10 Essential Linux Commands Every Site Reliability Engineer (SRE) Should Know
Oliver Bennet
Posted on October 29, 2024
Introduction
In the role of a Site Reliability Engineer (SRE), knowing the right Linux commands is key to maintaining, monitoring, and troubleshooting complex systems. These commands can make everyday tasks smoother and ensure reliable system performance. Here’s a look at ten must-know commands that every SRE should keep handy.
1. uptime
- System Uptime and Load
Description: Shows how long the system has been running and displays the average load.

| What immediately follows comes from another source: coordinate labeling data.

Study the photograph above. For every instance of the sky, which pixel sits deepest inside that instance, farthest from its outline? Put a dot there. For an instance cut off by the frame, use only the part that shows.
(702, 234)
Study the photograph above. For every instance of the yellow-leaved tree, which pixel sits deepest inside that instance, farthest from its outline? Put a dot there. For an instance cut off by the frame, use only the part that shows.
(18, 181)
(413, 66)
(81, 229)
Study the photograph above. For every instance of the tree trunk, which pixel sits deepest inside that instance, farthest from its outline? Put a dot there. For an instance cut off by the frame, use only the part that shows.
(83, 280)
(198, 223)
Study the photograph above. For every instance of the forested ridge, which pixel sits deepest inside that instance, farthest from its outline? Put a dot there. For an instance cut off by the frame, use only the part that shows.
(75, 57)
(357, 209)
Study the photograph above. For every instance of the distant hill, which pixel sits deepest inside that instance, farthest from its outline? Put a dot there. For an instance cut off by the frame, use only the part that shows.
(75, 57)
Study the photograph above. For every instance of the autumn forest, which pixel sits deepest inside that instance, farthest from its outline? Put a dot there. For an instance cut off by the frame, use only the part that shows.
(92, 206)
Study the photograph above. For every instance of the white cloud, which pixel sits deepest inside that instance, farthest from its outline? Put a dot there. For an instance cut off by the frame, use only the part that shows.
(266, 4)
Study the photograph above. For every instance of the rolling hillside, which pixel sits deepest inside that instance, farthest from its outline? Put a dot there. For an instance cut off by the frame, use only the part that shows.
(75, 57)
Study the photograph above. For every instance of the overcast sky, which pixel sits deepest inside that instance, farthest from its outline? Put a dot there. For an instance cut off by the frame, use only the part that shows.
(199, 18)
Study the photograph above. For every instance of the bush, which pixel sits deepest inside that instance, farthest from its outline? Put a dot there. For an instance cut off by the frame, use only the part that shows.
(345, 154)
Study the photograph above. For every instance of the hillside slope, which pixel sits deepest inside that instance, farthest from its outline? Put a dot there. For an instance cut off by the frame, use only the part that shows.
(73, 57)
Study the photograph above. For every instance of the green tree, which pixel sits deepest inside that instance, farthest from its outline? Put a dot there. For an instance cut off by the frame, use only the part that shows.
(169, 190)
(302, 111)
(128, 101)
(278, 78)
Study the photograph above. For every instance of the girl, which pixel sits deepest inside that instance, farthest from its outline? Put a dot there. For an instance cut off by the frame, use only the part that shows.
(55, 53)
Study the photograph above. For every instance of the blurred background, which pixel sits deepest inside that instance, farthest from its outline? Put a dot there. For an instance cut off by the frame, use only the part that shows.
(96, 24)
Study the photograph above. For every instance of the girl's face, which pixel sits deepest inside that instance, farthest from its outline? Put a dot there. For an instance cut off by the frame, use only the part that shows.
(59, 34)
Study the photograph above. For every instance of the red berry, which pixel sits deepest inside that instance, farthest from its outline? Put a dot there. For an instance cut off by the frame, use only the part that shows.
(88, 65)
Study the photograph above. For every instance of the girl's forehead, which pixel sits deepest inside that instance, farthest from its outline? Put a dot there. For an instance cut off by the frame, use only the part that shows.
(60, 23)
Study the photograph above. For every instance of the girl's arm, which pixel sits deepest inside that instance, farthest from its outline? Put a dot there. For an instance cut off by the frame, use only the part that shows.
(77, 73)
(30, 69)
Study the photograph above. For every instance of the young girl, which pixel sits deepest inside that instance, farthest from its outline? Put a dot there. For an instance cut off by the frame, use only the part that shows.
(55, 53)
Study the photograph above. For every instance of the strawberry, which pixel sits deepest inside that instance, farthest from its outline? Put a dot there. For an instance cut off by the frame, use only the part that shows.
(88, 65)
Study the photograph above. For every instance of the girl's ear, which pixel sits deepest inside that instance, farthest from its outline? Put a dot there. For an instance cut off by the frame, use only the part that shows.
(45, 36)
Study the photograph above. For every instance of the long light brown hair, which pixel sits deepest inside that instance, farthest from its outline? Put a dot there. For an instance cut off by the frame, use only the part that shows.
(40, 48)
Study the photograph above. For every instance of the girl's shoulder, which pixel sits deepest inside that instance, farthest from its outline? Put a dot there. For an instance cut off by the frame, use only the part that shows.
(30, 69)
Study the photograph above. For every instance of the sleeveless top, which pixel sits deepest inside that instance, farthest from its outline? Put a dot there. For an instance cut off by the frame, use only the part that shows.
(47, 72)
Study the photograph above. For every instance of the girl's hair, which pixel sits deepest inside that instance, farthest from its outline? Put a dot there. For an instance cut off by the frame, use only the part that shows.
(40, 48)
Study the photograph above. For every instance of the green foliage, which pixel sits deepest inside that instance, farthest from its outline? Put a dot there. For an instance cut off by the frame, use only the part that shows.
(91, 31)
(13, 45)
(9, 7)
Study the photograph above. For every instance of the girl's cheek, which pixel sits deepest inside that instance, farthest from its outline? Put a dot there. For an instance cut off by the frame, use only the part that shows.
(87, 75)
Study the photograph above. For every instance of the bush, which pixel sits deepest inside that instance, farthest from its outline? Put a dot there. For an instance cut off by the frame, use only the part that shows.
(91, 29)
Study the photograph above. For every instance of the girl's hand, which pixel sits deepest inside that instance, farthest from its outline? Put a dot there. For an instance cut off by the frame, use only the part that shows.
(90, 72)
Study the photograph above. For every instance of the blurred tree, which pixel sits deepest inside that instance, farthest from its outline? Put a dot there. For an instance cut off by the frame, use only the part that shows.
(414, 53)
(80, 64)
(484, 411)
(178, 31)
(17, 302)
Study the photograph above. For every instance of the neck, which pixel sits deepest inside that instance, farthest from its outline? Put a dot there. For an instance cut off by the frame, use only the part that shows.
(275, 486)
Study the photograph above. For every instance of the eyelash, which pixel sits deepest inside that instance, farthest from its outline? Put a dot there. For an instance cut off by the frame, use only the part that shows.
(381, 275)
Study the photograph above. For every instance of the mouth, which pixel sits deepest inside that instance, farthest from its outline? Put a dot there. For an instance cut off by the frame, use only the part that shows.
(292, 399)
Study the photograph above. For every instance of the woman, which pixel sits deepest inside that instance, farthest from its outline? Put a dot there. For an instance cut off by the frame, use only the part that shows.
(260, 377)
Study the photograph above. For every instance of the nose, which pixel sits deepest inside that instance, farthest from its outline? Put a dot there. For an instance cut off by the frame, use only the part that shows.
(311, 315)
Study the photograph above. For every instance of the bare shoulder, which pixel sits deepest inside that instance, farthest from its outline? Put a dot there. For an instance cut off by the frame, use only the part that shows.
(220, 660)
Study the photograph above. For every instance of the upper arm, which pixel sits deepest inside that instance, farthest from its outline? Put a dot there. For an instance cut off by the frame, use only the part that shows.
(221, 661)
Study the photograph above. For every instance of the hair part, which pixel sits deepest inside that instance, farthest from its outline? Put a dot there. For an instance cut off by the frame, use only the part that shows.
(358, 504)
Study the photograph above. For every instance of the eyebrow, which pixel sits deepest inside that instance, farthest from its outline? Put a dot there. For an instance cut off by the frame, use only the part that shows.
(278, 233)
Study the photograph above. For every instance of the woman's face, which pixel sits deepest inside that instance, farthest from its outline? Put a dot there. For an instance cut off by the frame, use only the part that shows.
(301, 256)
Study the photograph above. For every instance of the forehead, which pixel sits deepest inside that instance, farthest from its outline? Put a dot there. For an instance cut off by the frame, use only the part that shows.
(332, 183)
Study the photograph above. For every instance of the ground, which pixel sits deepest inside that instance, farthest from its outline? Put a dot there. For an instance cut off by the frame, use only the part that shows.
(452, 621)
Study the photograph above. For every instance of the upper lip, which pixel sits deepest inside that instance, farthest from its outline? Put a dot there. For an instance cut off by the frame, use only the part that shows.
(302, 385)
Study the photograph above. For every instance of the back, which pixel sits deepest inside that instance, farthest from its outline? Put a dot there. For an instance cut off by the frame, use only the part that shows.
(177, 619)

Why It’s Important: Quick way to gauge system load and identify if the system is under stress.
Basic Usage: uptime
2. journalctl
- System Logs Access
Description: Displays logs collected by systemd.
Why It’s Important: Essential for troubleshooting errors or investigating performance issues, particularly on systemd-based Linux systems.
Basic Usage: journalctl -u nginx.service
(Show logs for a specific service)
3. free
- Memory Usage
Description: Displays memory usage including free, used, and cached memory.
Why It’s Important: Crucial for detecting memory leaks or planning memory upgrades.
Basic Usage: free -h
(Displays in human-readable format)
4. iostat
- Input/Output Statistics
Description: Reports CPU and I/O statistics for devices and partitions.
Why It’s Important: Helps to identify I/O bottlenecks and assess disk performance.
Basic Usage: iostat -xz 1
(Shows extended statistics with per-second updates)
5. lsof
- List Open Files
Description: Lists open files and the processes that opened them.
Why It’s Important: Useful for identifying resource usage and finding potential file descriptor leaks.
Basic Usage: lsof -i :80
(Lists processes using port 80)
6. dstat
- System Resource Statistics
Description: Combines multiple monitoring tools in one command to display CPU, disk, network, memory, and process stats.
Why It’s Important: Provides a real-time overview of system health, combining various metrics in one view.
Basic Usage: dstat -cdnm
(Displays CPU, disk, network, and memory usage)
7. curl
- Test HTTP Services
Description: Transfers data from or to a server, often used for API and HTTP testing.
Why It’s Important: Allows you to troubleshoot and test endpoints and web services quickly.
Basic Usage: curl -I http://example.com
(Fetches HTTP headers)
8. ping
and traceroute
- Network Connectivity and Path Analysis
Description: ping checks connectivity to a remote host, while traceroute shows the path packets take.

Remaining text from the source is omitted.